The next recession will likely come two years into President Donald Trump's tenure, according to market strategist Ed Yardeni.
In a new note, Yardeni wrote that he is now more certain about his call, originally published after Election Day.
It's based upon a five-decade analysis of economic recoveries. He argues that since 1965, the past five cycles of economic expansion have averaged 65 months — about 5½ years. The current expansion began in November 2013, and will find its end 65 months later, in March 2019. Such analysis came from coincident economic indicators; in this case, Yardeni isolated recoveries and expansions.
The president of Yardeni Research concedes that he is in fact looking at this timeline as a benchmark, rather than a forecast, based on the evidence from the past five business cycles.

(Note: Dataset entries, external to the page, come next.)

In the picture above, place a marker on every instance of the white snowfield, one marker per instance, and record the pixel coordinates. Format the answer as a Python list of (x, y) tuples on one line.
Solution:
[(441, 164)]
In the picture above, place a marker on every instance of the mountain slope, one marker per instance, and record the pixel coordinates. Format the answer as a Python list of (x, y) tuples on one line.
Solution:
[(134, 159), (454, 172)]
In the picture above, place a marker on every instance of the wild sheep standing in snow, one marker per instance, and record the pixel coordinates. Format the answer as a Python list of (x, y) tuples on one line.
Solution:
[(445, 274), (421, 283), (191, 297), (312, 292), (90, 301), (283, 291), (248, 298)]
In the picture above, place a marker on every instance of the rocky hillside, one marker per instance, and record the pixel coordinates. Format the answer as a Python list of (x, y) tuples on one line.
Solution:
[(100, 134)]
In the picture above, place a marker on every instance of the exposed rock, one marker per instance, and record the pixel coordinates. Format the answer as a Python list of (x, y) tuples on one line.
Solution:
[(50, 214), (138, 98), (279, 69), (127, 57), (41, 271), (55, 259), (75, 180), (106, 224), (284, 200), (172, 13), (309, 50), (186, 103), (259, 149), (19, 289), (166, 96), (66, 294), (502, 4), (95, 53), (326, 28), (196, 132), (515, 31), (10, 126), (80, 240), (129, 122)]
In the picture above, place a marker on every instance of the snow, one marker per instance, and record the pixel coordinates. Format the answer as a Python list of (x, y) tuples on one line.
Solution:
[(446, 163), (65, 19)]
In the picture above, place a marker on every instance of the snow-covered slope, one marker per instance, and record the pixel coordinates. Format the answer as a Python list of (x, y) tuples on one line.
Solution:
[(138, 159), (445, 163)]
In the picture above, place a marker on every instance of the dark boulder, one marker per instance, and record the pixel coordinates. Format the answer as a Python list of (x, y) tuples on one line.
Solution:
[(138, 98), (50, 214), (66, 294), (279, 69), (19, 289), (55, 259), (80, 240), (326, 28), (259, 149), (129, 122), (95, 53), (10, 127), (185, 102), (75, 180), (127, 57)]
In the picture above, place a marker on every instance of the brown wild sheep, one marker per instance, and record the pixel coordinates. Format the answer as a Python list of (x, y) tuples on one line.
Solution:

"The question we've addressed is whether the next recession is likely to happen sooner or later than this benchmark, given what we know currently. Since we too were in the slower-growth-for-longer camp prior to Election Day, March 2019 seemed like a reasonably distant time for the start of the next recession. Keep in mind, we first presented this benchmark on March 24, 2015. So far, so good," he wrote in a note published Monday.
Yardeni, who after Election Day raised his real GDP growth rate for this year from 2.5 percent to 3 percent, wrote that if Trump's policies stimulate a spurt of short-term growth, the next recession could actually occur sooner. But for now, he is keeping his eye on 2019.
Trump, in his inaugural speech Friday, struck a protectionist tone in which he emphasized restoring jobs in America and placing "America first."
In an interview Monday on CNBC's "Trading Nation," Yardeni said that leading up to the election, Trump's proposed policies appeared to be pro-growth, and that investors largely dismissed anti-trade rhetoric that surrounded Trump's agenda on the campaign trail. Now that Trump is president, Yardeni said, there's a lot of uncertainty about that, and the market will have to "digest its gains."
Earnings could push the market higher, Yardeni said, adding that it's all about the valuation of earnings, which should grow by 6 percent.
"What we really need, though, is some more clarity about where this administration intends to take fiscal policy and trade policy, most importantly trade policy. If we can sort of overcome the fears of protectionism and find that what Trump really wants to do is get fair trade, which is still free trade, and isn't really intending to have protectionism, I think the market goes higher," Yardeni said.
Stocks slumped Monday, Trump's first full working day in office, and the dollar index hit its lowest level in over six weeks. In a note Monday, BK Asset Management's Boris Schlossberg said that unless the economy soon shows sure-fire improvement, "the enthusiasm that accompanied Mr. Trump into the office will quickly turn into fear as investors begin to consider the costs of his protectionist policies and bare knuckles style of governing."